FORMER News International chief executive Rebekah Brooks was involved in a “risky” conspiracy to try to hide evidence from police investigating phone hacking, a jury has heard.
The 45-year-old is accused of plotting with her husband Charles Brooks and former NI head of security Mark Hanna to move material from the couple’s Oxfordshire home before it was searched by officers.
A security guard allegedly involved in the operation referred to the 1968 war film Where Eagles Dare after he hid a full bin bag near the Brooks’ London flat under the guise of delivering a pizza, the Old Bailey was told.
In a text message to a a colleague, he said: “Broadsword calling Danny Boy. Pizza delivered and the chicken’s in the pot.”
The other guard replied: “Ha, f****** amateurs. We should have done a DLB [dead letter box] or brush contact on the riverside.”
Neither of the men can be named for legal reasons.
Prosecutor Andrew Edis QC told the jury that the security staff agreed to log the hours for the car park drop-off as “pizza delivery”, because “you cannot log the hours as ‘perverting the course of justice’.”

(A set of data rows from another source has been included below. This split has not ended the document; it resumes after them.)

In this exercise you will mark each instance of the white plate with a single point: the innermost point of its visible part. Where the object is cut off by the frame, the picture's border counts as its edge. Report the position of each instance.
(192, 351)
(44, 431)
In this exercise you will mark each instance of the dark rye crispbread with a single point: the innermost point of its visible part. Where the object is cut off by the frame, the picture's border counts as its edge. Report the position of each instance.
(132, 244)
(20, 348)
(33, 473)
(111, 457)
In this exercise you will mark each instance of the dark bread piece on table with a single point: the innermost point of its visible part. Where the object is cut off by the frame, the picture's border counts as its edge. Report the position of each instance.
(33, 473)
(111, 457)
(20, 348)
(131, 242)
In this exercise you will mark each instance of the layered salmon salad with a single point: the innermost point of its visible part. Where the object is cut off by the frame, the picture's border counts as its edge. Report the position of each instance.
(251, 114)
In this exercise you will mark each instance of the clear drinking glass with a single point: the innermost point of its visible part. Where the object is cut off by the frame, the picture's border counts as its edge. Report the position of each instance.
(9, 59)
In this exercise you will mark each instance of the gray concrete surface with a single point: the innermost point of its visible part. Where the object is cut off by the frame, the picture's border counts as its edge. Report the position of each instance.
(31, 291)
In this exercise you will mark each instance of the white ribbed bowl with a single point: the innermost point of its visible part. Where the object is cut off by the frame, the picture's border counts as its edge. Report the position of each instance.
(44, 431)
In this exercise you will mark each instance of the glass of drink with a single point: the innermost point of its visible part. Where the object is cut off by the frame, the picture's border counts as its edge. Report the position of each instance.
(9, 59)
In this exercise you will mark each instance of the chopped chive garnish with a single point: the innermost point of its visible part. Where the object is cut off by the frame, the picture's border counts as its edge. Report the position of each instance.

It was also revealed that former News of the World editor Andy Coulson – accused with others of conspiring to hack phones – also had his mobile phone messages secretly listened to by investigator Glenn Mulcaire.
Making his opening statement on Coulson’s behalf, Timothy Langdale QC said: “When it is alleged that Mr Coulson must have known [about phone hacking], if only on the basis that each of the news editors was party to hacking, you may like to bear in mind that Mr Coulson himself was hacked by Glenn Mulcaire.
“The CPS [Crown Prosecution Service] did not choose to tell you about that. It is not easy to reconcile with their case, is it?
“Both conspirator and victim? It is fair to say, is it not, that the two things do not sit easily together?”
It is claimed that while former NotW and Sun editor Brooks was being questioned by police over the voicemail allegations, her husband and Hanna tried to hide evidence.
Jurors heard that security staff picked up a bin bag of material from the couple’s Oxfordshire home, before it could be searched on the day of Brooks’ arrest, and that this was hidden near bins at the couple’s flat in London’s Chelsea Harbour.
However, before the bag could be recovered, it was found by a cleaner and handed to police.
Mr Edis said: “The only rational explanation was to hide material so police can’t get it.
“Sometimes plans of that kind succeed.
“They must have been trying to hide something, otherwise they would have been behaving completely irrationally.”
Brooks, 45, is accused of two counts of perverting the course of justice – one with Hanna and her husband, and the second with her former personal assistant, Cheryl Carter.
Brooks and Coulson deny conspiring with others to hack phones between October 2000 and August 2006. The trial continues.